I had a similar experience on a previous ride when, as part of a list of 28 tasks, my girlfriend Nina challenged me to hunt out morteruelo, a dish from the Castilla-La Mancha region of Spain. The closest literal translation I can find for morteruelo is 'pox death' but I'm sure that can't be right. On a menu it might describe itself as game paté but that oversells it to me. If you want to know what it tastes like imagine two Weetabix in a bowl, add lashing of hot milk and leave until the 'bix have gone soggy. Now stir in a tin of dog food. Yep, that's about it.

So in order to optimize my culinary adventure I thought I'd do a bit of research to find out what sort of interesting tasties might await me abroad. It's better to go into these things with your eyes open, like a sheep's head on a Norwegian dinner table.

France is known for its fine food but out of sheer curiosity I'm tempted by something that when cooked supposedly has the subtle aroma of urine and faeces. Yummy! This is andouillette, a tripe sausage stuffed with chitterlings, onions and pepper. I have to admit that it was Mr Google who told me what chitterlings are, or maybe what chitterlings is - I'm still not sure whether it's singular or plural. Apparently it's (or they're) the small intestine of a pig. Now, I've never liked tripe but I thought if it was combined with something even more disgusting then it might slip down more easily. It's the same principle that a quick visit to Basingstoke will make it easier to spend the rest of the afternoon in Slough.
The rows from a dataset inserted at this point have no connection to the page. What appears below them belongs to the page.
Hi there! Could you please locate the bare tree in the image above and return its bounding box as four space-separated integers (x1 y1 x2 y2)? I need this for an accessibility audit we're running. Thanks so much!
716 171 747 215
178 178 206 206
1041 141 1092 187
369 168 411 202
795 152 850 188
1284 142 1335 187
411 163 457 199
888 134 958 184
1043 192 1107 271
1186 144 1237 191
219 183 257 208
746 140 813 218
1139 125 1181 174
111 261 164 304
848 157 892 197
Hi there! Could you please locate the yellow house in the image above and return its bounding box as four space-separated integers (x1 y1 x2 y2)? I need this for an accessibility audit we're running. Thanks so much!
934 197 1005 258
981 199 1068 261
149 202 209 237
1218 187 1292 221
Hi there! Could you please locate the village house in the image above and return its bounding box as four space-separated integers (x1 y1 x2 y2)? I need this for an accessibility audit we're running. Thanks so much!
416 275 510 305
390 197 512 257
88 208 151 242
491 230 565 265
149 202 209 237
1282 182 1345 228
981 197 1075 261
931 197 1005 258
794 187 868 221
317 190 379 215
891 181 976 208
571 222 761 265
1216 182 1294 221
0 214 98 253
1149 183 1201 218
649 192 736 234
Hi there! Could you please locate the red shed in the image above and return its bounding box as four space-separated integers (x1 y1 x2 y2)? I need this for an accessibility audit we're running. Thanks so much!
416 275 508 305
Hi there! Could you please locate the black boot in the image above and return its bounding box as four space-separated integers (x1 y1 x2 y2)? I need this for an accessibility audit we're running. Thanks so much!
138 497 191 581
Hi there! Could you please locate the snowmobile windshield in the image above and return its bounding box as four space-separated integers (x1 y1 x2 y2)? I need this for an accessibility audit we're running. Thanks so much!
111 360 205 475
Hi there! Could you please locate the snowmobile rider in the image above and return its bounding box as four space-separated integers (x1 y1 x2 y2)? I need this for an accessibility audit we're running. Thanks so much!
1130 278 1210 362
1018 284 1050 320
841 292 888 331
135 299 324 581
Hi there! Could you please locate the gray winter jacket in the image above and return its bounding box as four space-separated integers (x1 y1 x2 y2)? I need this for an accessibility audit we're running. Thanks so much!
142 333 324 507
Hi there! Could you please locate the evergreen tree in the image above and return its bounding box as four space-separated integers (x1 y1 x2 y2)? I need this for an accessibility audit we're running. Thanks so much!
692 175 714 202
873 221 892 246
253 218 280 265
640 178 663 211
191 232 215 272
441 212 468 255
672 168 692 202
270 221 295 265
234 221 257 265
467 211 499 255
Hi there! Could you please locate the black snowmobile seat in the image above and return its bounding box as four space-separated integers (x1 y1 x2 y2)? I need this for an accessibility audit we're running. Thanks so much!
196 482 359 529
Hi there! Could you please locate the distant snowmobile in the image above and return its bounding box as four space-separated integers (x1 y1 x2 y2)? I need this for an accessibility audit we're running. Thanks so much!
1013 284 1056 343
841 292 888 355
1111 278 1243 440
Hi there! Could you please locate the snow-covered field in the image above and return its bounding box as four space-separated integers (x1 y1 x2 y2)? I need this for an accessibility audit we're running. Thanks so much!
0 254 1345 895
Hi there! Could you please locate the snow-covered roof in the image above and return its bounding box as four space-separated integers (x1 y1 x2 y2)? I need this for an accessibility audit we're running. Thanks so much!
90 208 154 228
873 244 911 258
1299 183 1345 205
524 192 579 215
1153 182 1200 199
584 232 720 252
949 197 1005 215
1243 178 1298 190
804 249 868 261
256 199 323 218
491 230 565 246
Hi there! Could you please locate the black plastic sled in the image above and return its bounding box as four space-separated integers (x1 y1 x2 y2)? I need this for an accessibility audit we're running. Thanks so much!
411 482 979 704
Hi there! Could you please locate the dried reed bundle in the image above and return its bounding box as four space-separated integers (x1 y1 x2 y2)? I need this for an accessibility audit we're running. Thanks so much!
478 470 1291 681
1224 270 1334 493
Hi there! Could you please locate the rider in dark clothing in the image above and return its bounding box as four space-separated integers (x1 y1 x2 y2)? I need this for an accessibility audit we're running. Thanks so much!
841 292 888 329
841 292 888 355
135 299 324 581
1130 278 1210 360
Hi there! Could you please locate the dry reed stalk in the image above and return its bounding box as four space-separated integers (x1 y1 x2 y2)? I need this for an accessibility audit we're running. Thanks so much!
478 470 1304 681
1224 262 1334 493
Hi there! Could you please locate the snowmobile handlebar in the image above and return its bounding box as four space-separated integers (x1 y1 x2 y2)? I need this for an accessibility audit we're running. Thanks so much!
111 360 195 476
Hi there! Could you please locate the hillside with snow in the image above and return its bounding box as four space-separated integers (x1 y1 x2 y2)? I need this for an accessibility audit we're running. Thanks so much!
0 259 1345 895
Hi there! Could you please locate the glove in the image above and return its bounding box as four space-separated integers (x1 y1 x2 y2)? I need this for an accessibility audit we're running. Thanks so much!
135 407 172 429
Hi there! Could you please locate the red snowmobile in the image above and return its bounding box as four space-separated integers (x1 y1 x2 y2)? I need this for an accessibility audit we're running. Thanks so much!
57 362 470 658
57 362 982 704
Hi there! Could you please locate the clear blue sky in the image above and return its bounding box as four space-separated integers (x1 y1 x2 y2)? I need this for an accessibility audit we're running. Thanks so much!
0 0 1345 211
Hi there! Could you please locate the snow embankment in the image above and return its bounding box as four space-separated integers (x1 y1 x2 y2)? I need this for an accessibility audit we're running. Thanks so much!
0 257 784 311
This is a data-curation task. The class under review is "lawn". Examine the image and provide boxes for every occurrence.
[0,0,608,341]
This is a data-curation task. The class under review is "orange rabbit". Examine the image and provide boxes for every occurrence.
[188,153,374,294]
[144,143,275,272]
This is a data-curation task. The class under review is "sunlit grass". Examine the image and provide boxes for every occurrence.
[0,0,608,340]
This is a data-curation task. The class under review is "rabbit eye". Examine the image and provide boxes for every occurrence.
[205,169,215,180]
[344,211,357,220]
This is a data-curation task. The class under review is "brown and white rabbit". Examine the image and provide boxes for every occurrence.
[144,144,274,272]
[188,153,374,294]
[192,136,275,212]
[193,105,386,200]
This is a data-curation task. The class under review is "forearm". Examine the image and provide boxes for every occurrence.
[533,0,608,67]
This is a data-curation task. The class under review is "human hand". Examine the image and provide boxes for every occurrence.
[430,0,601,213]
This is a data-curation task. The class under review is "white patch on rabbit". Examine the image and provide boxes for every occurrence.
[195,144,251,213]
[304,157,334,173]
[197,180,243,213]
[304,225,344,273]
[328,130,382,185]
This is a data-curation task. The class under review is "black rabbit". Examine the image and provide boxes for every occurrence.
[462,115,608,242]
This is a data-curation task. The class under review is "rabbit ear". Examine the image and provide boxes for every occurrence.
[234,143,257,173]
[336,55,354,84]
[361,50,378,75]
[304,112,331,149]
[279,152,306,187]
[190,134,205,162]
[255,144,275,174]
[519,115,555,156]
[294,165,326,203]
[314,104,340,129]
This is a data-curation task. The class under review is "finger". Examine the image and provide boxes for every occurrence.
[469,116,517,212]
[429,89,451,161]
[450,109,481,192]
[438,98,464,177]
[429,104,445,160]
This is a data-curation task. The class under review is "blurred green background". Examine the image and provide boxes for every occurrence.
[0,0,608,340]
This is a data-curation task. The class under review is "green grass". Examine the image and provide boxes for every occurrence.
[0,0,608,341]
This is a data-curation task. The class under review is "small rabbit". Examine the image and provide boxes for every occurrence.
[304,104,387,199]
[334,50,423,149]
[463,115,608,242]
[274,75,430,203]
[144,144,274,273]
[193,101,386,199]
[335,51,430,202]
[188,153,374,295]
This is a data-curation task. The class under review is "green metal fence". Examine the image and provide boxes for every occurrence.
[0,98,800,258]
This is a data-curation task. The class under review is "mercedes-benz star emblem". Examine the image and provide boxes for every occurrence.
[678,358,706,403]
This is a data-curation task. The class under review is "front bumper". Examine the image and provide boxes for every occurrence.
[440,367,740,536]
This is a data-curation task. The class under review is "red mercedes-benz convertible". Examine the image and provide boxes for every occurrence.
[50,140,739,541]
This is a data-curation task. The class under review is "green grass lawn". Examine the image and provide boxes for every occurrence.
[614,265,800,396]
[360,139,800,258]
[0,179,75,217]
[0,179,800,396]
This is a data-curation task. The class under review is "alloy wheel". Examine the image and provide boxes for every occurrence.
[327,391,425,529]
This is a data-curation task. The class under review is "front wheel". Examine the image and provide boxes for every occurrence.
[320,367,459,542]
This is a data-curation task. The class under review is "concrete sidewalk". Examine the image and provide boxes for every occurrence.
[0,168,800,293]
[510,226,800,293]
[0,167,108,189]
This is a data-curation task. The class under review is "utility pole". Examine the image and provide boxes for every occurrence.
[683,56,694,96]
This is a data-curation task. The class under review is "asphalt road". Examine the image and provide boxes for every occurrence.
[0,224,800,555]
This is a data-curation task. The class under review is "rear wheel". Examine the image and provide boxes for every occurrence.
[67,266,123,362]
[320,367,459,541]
But it's not all poop-flavoured treats. Ukraine actually sounds like fun. Salo is the name of its smoked and aged pig fat. So what, you're asking, loads of countries make greasy crap like that. But what makes it unique in Ukraine is that it's chocolate-coated. Genius! As someone who loves the combination of sweet and salty that sounds like heaven to me. Duncan Bannatyne's already organised a boatload as the centrepiece of next month's Scottish Health Week.

There are tons of other colourful things that might appear on my plate. In Hungary there's the delicious-sounding pig's blood and eggs - not a hundred miles away from a typical breakfast round at Fred West's gaff - and Poland's nozki or jellied cow's foot. In Italy there's even cibreo, a dish of cocks' combs. By the way, that's the flappy bit on a rooster's head and not a grooming aid for blokes with pubic lice. It's hard to imagine eating much of this without Ant and Dec standing by urging me on to win another dinner for camp.

The hardest part of the challenge will be finding something I've never eaten before in the UK. Maybe something that's not over-priced would be a good start, or a supermarket sandwich with the flavour of something other than soggy bread. It doesn't bode well that London's was recently voted the worst cuisine in Europe. Maybe I'll just have to settle for those traffic lights in dog shit sauce.